Я не поклонник Михаила Афанасьевича Булгакова, но он, несомненно, был человек страдающий и масштабный, и его творческий поиск был масштабен и парадоксален. Внешне держась расположения Сталина, придумал, как, через пьесу о Сталине, попробовать вывести свой образ жизни и творчества за рамки сталинской обрыдлости. Сталин этот «ход безысходности», конечно, разгадал и устроил психологическую «воспитательную» экзекуцию, после которой человек плана М. А. Булгакова подняться уже не мог в принципе, и ему оставалось только личностно распадаться, сдаться банальностям и вскоре умереть в них. Сталин дал Булгакову право формировать творческую группу, дал всей этой группе командировку на Кавказ — и работа могла получиться, при внешней преданности вождю, независимая и творчески умопомрачительная. А уже в поезд Сталин прислал телеграмму, что все отменяется. Для Булгакова это был конец без лагеря и расстрела.

«Игумен, смиряющий гордыню». Про такую модель поведения Сталин, возможно, узнал в своей семинарии, где что-то читал, где кого-то видел в такой роли, или (очень может быть) с помрачением, с трагедией для своей души, испытал на себе. И стал применять, для самоутверждения и отмщения за унижение. Внешне чем-то похоже, и для сословия некоторых людей «строгой храмовой дисциплины» даже привлекательно. «Да, жестокий, диктатор, но это же вам не бесшабашный безумец Хрущев…». Когда планомерная жестокость — «не грех» или не столь большой грех по сравнению с невежественным кощунством, то, при сохранении дисциплинарной формы, вся парадигма того, что принято называть словом «благочестие», рушится полностью. Аскетическая одежда диктатора делает его не лучше, а еще хуже. И советский маршал, реально или мифически носивший с собой по фронтовым ставкам православную символику, не стал от этого подобен Федору Ушакову: если я не ошибаюсь, главное достоинство Ушакова было в том, что у него в боях среди своих практически не было потерь…

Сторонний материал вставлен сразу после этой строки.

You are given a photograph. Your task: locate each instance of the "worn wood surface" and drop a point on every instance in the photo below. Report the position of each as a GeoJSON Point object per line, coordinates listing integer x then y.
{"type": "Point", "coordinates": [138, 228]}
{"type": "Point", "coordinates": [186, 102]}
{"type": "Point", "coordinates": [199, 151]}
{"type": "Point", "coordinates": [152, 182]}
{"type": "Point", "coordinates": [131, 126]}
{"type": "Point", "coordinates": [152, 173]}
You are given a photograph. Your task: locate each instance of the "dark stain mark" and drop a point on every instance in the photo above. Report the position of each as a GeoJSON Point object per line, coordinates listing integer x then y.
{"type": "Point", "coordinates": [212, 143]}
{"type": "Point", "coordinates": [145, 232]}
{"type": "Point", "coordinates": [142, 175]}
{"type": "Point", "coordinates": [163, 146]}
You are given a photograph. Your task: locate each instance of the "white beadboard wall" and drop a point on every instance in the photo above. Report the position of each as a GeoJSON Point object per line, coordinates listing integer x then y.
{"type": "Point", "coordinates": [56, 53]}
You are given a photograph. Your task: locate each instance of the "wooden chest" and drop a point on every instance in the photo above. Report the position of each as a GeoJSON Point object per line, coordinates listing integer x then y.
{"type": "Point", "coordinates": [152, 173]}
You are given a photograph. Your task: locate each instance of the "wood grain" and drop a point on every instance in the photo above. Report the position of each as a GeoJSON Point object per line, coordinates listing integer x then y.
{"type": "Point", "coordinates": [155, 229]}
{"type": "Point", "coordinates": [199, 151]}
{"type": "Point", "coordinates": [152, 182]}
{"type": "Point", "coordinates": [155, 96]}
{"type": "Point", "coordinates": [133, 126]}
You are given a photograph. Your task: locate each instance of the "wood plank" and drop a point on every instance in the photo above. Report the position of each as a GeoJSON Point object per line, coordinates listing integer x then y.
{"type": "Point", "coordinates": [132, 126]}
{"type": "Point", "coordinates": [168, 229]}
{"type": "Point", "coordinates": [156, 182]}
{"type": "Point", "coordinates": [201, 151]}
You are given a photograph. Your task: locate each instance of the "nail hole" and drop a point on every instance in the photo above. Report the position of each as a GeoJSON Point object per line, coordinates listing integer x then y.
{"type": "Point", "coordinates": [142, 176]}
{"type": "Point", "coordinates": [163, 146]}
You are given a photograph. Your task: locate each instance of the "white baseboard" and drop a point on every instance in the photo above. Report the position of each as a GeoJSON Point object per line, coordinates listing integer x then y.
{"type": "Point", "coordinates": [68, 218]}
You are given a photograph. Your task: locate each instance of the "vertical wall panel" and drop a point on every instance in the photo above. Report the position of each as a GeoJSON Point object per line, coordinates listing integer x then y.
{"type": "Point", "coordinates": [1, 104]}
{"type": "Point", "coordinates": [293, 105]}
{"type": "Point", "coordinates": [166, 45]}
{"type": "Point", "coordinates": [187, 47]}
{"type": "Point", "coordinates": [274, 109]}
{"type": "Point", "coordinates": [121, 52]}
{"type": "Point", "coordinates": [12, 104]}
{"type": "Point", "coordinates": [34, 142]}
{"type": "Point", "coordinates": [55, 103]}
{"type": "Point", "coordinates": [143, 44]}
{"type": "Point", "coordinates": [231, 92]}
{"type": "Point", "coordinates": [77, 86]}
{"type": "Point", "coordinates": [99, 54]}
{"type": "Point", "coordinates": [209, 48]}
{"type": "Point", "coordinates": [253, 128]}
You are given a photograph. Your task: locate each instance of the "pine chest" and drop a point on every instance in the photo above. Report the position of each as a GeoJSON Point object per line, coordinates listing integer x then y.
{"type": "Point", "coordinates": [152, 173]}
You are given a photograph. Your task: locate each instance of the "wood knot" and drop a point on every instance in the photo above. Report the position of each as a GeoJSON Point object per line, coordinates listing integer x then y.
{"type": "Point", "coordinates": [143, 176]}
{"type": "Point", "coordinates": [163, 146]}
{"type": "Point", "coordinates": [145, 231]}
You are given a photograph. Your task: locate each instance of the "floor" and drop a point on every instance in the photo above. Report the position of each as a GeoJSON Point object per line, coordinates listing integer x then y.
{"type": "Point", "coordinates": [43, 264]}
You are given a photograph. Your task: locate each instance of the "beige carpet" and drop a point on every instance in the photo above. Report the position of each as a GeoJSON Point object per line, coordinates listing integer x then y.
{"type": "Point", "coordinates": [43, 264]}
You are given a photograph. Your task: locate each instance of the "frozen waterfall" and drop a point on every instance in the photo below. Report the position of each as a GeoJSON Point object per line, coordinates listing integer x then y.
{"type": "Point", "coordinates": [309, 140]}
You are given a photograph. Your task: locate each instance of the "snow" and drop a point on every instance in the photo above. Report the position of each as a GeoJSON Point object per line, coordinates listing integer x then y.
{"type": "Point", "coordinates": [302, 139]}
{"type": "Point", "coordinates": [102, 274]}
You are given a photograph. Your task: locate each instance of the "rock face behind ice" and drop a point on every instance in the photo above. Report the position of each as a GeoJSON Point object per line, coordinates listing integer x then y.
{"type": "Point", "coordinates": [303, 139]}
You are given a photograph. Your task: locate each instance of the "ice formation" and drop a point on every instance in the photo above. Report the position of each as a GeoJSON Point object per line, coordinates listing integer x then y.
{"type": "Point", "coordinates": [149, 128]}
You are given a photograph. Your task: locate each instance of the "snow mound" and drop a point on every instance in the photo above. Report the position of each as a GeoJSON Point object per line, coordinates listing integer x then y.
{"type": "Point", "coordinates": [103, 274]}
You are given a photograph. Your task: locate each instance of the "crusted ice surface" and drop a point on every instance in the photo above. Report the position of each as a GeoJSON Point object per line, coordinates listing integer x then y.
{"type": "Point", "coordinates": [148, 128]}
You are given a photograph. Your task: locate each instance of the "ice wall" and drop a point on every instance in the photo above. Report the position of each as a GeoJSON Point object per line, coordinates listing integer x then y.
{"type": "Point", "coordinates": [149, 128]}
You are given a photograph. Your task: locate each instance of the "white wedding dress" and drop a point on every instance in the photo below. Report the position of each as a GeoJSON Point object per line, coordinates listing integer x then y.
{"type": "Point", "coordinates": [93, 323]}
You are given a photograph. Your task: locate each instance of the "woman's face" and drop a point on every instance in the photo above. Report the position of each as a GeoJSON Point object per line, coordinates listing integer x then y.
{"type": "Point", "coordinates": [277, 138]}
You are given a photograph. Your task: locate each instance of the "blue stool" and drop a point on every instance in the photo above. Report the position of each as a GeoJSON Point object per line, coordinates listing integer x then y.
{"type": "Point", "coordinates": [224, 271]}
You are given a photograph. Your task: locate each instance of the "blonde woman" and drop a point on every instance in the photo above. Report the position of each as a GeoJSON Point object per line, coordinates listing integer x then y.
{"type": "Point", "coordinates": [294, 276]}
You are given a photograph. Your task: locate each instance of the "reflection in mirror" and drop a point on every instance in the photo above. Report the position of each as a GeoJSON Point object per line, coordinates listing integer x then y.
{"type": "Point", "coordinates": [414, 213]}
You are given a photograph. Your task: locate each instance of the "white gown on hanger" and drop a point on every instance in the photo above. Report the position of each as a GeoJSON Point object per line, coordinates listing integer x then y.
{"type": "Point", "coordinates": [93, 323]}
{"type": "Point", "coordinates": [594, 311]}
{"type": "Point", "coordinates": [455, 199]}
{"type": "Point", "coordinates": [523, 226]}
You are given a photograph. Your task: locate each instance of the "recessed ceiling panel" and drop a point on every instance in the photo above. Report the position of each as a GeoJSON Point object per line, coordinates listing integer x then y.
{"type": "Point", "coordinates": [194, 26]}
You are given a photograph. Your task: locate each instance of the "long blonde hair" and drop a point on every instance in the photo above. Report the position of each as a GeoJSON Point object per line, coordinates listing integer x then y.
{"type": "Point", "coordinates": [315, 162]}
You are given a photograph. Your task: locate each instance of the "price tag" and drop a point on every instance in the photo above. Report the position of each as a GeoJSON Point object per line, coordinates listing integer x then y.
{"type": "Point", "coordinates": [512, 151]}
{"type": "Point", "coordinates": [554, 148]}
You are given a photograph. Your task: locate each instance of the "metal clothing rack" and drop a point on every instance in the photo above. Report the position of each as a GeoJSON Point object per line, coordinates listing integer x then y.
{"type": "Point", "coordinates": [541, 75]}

Не христианство, не Европа, а какая-то громадная евразийская секта с «конфуцианским» пониманием братства, семьи, народа, коллектива, с главным гуру и безответственными исполнителями из псевдо-арийских романтических мифов. И хотя это во многом коренилось в подспудных агрессивно-охранительных течениях «старой России», хотя это явление и оттуда выросло, тем не менее, оно непомерно далеко от общей картины «старой русской жизни», которую дает, в том числе, столь трудно воспринимаемая классическая литература: принципиально иные «репутационные приоритеты». Манипулирование и внушение. Человек ответственно добрый подменяется волевым, сильным, ловким. Остальное — дело техники… Октябрь 1917, потом сталинская диктатура, потом — «далее – везде»… Попытки выстроить обратный ход ведут все туда же, потому что касаются лишь внешнего, механистичного. Впрочем, пока есть усилия, остается и шанс, что будущее не останется сплошь жестоким, тоскливым и бездарным.